PM requires men to believe that they are inherently monsters, especially in the ways they think about and act towards women, and that it is only their own society’s laws, norms and enforcers that really keep the monster under control. Instead of encouraging men to question how their ideas about sex, sexuality, and their own masculine identities are formed, it tends to just assume all “normal boys” experience the same kinds of pressures, media, and ideas about men as sexual beings, and that all men just want as much unfettered sexual access to the most idealized constructs of the female body, as they can possibly get. Publicly, as in, in the presence of women, PM tends to advance strict, religiously enforced morals about what should guide and limit men’s otherwise inexhaustible desire for access and control of women’s bodies…but in practice, in patriarchal safe spaces, there is a pretty thinly veiled mockery of those religiously enforced morals. That tends to be more overt, the more money and power the inner circle of the group is able to wield, and that is why at the highest levels of wealth and privilege it is not uncommon for “sex is power/power is sex” to spill over beyond rigid gender boundaries (see P. Diddy “freak outs” and RNC city Grindr activity). Within a PM world view, wealth and power is how men get freedom to explore sexual liberation and escape the codes and laws that prevent other people, including most other men, from being truly free to be their own sexual beings.

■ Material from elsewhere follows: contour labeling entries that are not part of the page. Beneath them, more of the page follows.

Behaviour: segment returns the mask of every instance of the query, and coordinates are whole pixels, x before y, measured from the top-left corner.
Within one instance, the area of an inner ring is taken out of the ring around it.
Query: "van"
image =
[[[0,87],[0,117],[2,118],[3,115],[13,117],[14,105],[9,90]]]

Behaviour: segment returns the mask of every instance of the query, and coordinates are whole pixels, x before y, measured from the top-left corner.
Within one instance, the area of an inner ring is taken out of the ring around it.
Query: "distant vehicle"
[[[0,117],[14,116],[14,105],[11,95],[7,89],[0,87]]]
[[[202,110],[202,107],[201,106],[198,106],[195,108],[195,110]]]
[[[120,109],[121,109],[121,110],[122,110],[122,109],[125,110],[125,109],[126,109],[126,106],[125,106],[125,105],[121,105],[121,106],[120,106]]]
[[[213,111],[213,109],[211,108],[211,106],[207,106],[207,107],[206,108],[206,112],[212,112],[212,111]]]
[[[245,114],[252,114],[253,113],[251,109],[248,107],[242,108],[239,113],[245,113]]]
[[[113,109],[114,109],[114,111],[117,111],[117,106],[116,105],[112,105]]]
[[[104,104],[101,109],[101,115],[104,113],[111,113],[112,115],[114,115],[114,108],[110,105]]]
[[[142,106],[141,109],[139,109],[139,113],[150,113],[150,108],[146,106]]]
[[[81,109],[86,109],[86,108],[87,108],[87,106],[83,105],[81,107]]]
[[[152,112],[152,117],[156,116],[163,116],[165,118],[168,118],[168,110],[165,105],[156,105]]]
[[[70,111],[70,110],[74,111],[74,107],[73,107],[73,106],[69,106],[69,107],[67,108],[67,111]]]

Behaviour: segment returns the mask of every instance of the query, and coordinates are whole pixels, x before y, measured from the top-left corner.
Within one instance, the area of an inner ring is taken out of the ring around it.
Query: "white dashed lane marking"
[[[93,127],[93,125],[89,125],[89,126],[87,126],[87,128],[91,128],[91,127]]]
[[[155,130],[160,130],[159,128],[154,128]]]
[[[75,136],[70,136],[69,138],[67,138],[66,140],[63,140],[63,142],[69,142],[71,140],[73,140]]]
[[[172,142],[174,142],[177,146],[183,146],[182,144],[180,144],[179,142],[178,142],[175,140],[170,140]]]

Which of course is bullshit. People are capable of creating relationships and communities where anyone can explore themselves and each other as sexual beings freely without any money or political power. People have been doing exactly that for a long time, and will continue to do so no matter how authoritarian and draconic the moral police become. So the “special thing” that PM has to offer men who tow the line is basically “here is a really shitty version of sexual liberation that will make you feel guilty for participating in, because it violates the moral standards that we try to teach everyone, and just excuse ourselves from when we have enough power, when we could just not do the moralization around rigid gender and sexual identities.” It is a hollow reward that only makes sense within the frame work that patriarchy is inevitable, even though it requires brutal levels of violent misogyny to maintain.
So why are so many men falling for this BS, and how do we counter it?